What is FIDO?
FIDO Authentication, developed by the FIDO Alliance,
is a global authentication standard based on public key cryptography.
- With FIDO Authentication, users sign in with phishing resistant credentials, called passkeys.
- Passkeys can be synced across devices or bound to a platform or security key and enable password-only logins to be replaced with secure and fast login experiences across websites and apps.
About FIDO Alliance
Board Level Members
The FIDO Alliance is an open industry association with a focused mission : authentication standards to reduce the world’s over-reliance on passwords that promotes the development, use of, and compliance with standards for authentication and device authorization.
The FIDO Alliance works to fulfill its mission by:
- Developing technical specifications that define an open, scalable, interoperable set of mechanisms that reduce the reliance on passwords to authenticate users
- Operating industry certification programs to help ensure successful worldwide adoption of the specifications
- Submitting mature technical specification(s) to recognized standards development organization(s) for formal standardization
How FIDO Works
Registration
- User is prompted to choose an available FIDO authenticator that matches the online service’s acceptance policy.
- User unlocks the FIDO authenticator using a fingerprint reader, a button on a second–factor device, securely–entered PIN or other method.
- User’s device creates a new public/private key pair unique for the local device, online service and user’s account.
- Public key is sent to the online service and associated with the user’s account.

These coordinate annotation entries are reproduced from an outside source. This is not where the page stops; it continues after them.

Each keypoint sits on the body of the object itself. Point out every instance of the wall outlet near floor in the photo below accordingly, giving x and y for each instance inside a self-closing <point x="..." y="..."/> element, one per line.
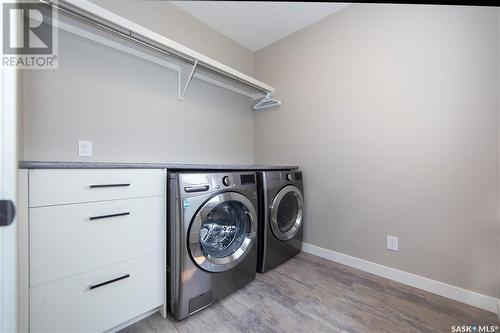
<point x="392" y="243"/>
<point x="84" y="148"/>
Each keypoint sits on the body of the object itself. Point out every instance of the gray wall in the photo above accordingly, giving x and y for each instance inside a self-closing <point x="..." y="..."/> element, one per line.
<point x="128" y="108"/>
<point x="391" y="110"/>
<point x="172" y="22"/>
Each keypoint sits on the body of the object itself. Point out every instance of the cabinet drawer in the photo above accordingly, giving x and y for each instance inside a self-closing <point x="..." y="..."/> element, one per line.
<point x="71" y="239"/>
<point x="55" y="187"/>
<point x="72" y="305"/>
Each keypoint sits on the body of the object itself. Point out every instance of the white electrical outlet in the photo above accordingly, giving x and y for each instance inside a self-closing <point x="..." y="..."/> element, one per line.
<point x="84" y="148"/>
<point x="393" y="243"/>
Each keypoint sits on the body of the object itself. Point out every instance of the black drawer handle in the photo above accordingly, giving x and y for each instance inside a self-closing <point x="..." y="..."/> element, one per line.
<point x="109" y="185"/>
<point x="108" y="216"/>
<point x="94" y="286"/>
<point x="191" y="189"/>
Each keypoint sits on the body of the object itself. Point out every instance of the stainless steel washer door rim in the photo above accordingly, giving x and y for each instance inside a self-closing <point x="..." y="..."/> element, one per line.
<point x="274" y="208"/>
<point x="219" y="264"/>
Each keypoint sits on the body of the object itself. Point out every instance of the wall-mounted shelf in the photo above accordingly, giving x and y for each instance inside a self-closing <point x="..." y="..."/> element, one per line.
<point x="188" y="63"/>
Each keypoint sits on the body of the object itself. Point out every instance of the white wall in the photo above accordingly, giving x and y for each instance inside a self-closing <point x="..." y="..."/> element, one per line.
<point x="128" y="108"/>
<point x="174" y="23"/>
<point x="391" y="110"/>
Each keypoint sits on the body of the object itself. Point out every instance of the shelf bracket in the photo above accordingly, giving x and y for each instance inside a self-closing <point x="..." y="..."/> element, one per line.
<point x="186" y="73"/>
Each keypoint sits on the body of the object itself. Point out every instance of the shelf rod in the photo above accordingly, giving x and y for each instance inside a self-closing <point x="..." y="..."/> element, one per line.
<point x="131" y="36"/>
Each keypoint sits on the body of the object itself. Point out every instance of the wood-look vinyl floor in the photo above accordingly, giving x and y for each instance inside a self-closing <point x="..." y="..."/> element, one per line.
<point x="311" y="294"/>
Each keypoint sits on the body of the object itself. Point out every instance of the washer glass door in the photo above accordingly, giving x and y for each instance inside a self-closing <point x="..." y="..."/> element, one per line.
<point x="286" y="213"/>
<point x="222" y="232"/>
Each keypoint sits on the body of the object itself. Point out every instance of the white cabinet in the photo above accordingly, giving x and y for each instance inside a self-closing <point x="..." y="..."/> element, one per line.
<point x="96" y="245"/>
<point x="72" y="305"/>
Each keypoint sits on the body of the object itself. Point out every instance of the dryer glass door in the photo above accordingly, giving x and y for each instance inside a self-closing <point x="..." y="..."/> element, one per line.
<point x="286" y="213"/>
<point x="222" y="232"/>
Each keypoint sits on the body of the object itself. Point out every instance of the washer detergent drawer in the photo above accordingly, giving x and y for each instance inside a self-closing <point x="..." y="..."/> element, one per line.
<point x="56" y="187"/>
<point x="98" y="300"/>
<point x="71" y="239"/>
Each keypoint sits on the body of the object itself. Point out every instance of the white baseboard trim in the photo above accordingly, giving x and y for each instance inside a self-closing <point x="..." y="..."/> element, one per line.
<point x="458" y="294"/>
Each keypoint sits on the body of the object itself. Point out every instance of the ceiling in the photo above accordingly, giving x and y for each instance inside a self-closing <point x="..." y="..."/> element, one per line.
<point x="258" y="24"/>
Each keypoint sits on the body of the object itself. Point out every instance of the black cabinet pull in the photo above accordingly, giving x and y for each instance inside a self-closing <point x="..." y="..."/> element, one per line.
<point x="109" y="185"/>
<point x="94" y="286"/>
<point x="191" y="189"/>
<point x="107" y="216"/>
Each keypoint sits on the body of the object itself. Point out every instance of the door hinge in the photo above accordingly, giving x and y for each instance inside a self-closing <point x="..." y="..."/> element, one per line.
<point x="7" y="212"/>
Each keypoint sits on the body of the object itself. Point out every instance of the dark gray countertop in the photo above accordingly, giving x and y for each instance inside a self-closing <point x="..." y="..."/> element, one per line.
<point x="172" y="166"/>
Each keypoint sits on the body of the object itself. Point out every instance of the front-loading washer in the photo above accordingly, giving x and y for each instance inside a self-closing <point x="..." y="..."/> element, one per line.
<point x="281" y="218"/>
<point x="211" y="236"/>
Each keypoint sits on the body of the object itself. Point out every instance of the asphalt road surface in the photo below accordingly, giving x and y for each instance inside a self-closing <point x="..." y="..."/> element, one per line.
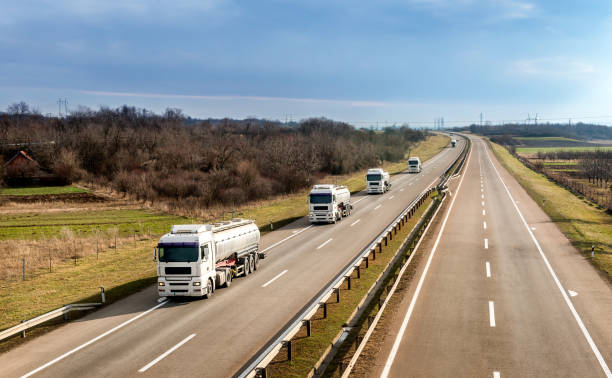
<point x="501" y="292"/>
<point x="139" y="336"/>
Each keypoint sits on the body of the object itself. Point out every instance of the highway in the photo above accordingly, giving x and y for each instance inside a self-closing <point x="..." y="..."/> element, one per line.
<point x="139" y="336"/>
<point x="499" y="291"/>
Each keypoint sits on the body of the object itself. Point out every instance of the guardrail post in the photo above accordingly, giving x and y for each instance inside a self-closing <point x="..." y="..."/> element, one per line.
<point x="261" y="372"/>
<point x="288" y="345"/>
<point x="308" y="328"/>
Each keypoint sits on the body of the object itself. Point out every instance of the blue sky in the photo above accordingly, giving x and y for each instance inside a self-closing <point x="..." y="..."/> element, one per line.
<point x="359" y="61"/>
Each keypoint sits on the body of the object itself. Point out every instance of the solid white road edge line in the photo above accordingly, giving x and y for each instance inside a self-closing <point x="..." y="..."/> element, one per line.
<point x="581" y="325"/>
<point x="400" y="335"/>
<point x="284" y="240"/>
<point x="371" y="328"/>
<point x="52" y="362"/>
<point x="275" y="278"/>
<point x="323" y="245"/>
<point x="165" y="354"/>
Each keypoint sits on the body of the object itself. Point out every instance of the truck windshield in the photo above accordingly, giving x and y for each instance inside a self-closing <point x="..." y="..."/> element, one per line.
<point x="178" y="254"/>
<point x="320" y="198"/>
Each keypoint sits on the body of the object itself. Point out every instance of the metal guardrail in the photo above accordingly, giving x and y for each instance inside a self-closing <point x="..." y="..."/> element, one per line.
<point x="27" y="324"/>
<point x="256" y="366"/>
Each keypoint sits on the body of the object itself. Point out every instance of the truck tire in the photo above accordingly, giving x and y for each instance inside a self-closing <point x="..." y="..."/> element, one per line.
<point x="209" y="289"/>
<point x="246" y="265"/>
<point x="228" y="278"/>
<point x="251" y="264"/>
<point x="256" y="260"/>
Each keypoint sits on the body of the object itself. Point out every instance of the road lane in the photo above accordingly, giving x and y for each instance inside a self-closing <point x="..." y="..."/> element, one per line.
<point x="527" y="328"/>
<point x="239" y="320"/>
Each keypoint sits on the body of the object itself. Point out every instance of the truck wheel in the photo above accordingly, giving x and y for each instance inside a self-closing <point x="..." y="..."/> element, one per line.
<point x="251" y="264"/>
<point x="228" y="278"/>
<point x="256" y="260"/>
<point x="209" y="289"/>
<point x="246" y="265"/>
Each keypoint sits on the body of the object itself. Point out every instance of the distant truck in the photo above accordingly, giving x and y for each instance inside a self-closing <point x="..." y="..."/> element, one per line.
<point x="414" y="165"/>
<point x="194" y="259"/>
<point x="329" y="203"/>
<point x="377" y="181"/>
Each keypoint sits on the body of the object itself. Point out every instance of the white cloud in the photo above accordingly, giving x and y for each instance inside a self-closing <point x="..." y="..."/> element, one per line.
<point x="562" y="67"/>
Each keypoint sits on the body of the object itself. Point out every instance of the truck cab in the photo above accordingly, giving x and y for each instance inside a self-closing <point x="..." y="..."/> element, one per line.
<point x="377" y="181"/>
<point x="328" y="203"/>
<point x="414" y="165"/>
<point x="194" y="259"/>
<point x="186" y="261"/>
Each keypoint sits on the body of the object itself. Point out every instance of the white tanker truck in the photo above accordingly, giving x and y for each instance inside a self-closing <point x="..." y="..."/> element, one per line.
<point x="329" y="203"/>
<point x="195" y="259"/>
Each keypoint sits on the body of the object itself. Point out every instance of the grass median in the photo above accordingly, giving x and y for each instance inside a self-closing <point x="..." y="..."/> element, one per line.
<point x="308" y="350"/>
<point x="580" y="220"/>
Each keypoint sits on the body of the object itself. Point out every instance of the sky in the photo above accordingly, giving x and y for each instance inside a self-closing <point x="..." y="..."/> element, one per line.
<point x="365" y="62"/>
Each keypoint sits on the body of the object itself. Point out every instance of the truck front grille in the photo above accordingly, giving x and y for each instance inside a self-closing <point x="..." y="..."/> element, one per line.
<point x="178" y="270"/>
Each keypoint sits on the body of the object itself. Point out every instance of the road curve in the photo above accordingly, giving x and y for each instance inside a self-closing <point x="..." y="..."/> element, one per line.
<point x="501" y="292"/>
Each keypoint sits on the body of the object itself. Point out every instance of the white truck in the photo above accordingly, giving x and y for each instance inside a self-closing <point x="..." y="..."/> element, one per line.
<point x="377" y="181"/>
<point x="329" y="203"/>
<point x="195" y="259"/>
<point x="414" y="165"/>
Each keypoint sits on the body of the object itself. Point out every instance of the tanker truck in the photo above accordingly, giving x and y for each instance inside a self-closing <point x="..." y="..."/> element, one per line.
<point x="329" y="203"/>
<point x="195" y="259"/>
<point x="377" y="180"/>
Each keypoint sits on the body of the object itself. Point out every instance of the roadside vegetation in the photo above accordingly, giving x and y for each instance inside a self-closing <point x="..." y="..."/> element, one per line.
<point x="581" y="220"/>
<point x="70" y="250"/>
<point x="41" y="190"/>
<point x="307" y="350"/>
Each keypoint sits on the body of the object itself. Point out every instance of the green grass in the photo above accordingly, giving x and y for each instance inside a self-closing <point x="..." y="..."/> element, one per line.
<point x="308" y="350"/>
<point x="123" y="272"/>
<point x="41" y="190"/>
<point x="582" y="222"/>
<point x="535" y="150"/>
<point x="40" y="225"/>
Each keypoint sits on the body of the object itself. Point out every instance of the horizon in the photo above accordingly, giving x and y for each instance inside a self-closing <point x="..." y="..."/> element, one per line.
<point x="362" y="63"/>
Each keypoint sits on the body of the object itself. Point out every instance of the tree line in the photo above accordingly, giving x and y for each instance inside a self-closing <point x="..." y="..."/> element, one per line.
<point x="196" y="163"/>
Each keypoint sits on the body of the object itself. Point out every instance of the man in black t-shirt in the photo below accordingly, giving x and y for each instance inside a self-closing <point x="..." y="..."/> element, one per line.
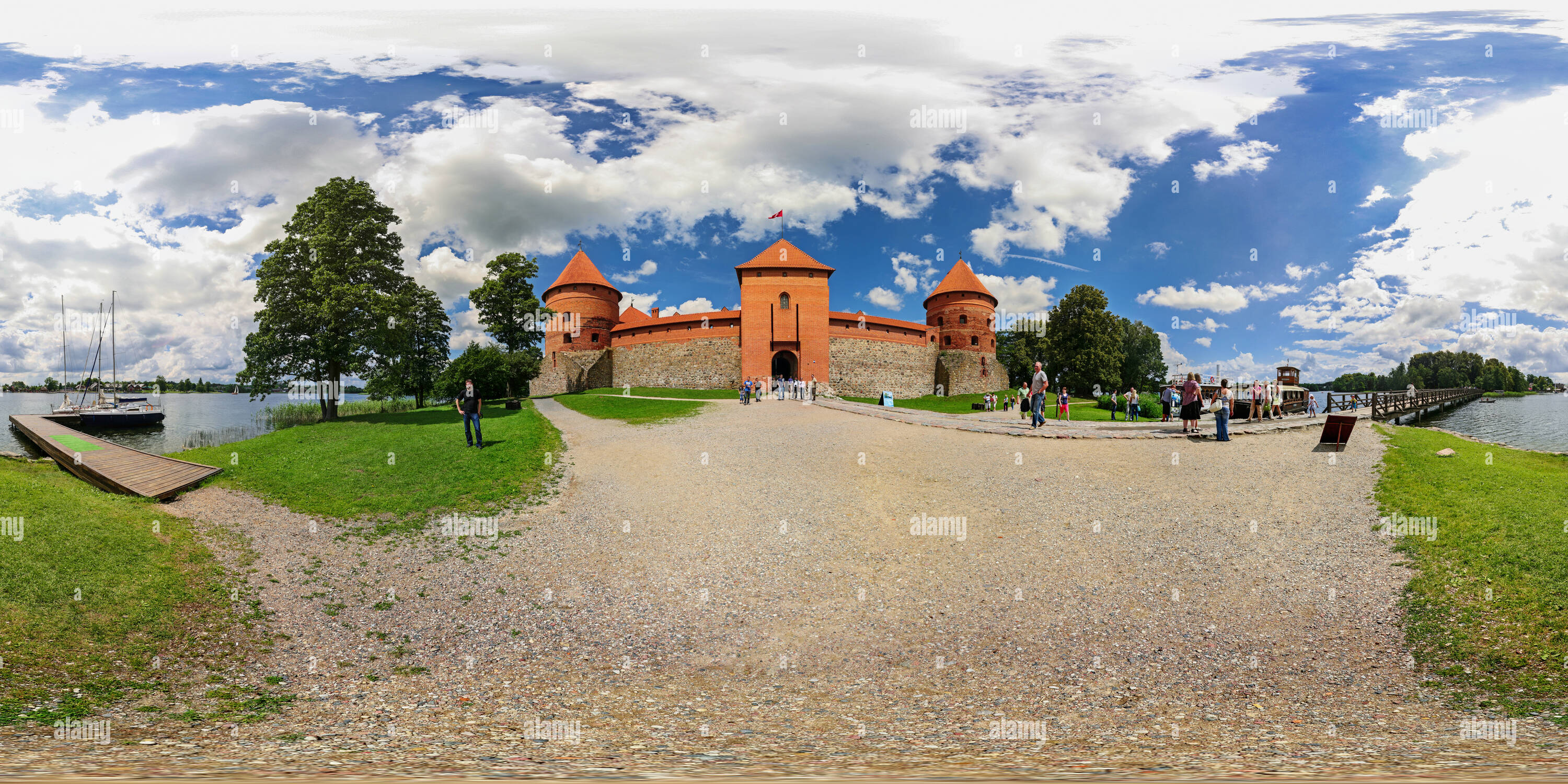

The private key and any information about the local authentication method (such as biometric measurements or templates) never leave the local device.
Login
- Online service challenges the user to login with a previously registered device that matches the service’s acceptance policy.
- User unlocks the FIDO authenticator using the same method as at Registration time.
- Device uses the user’s account identifier provided by the service to select the correct key and sign the service’s challenge.
- Client device sends the signed challenge back to the service, which verifies it with the stored public key and logs in the user.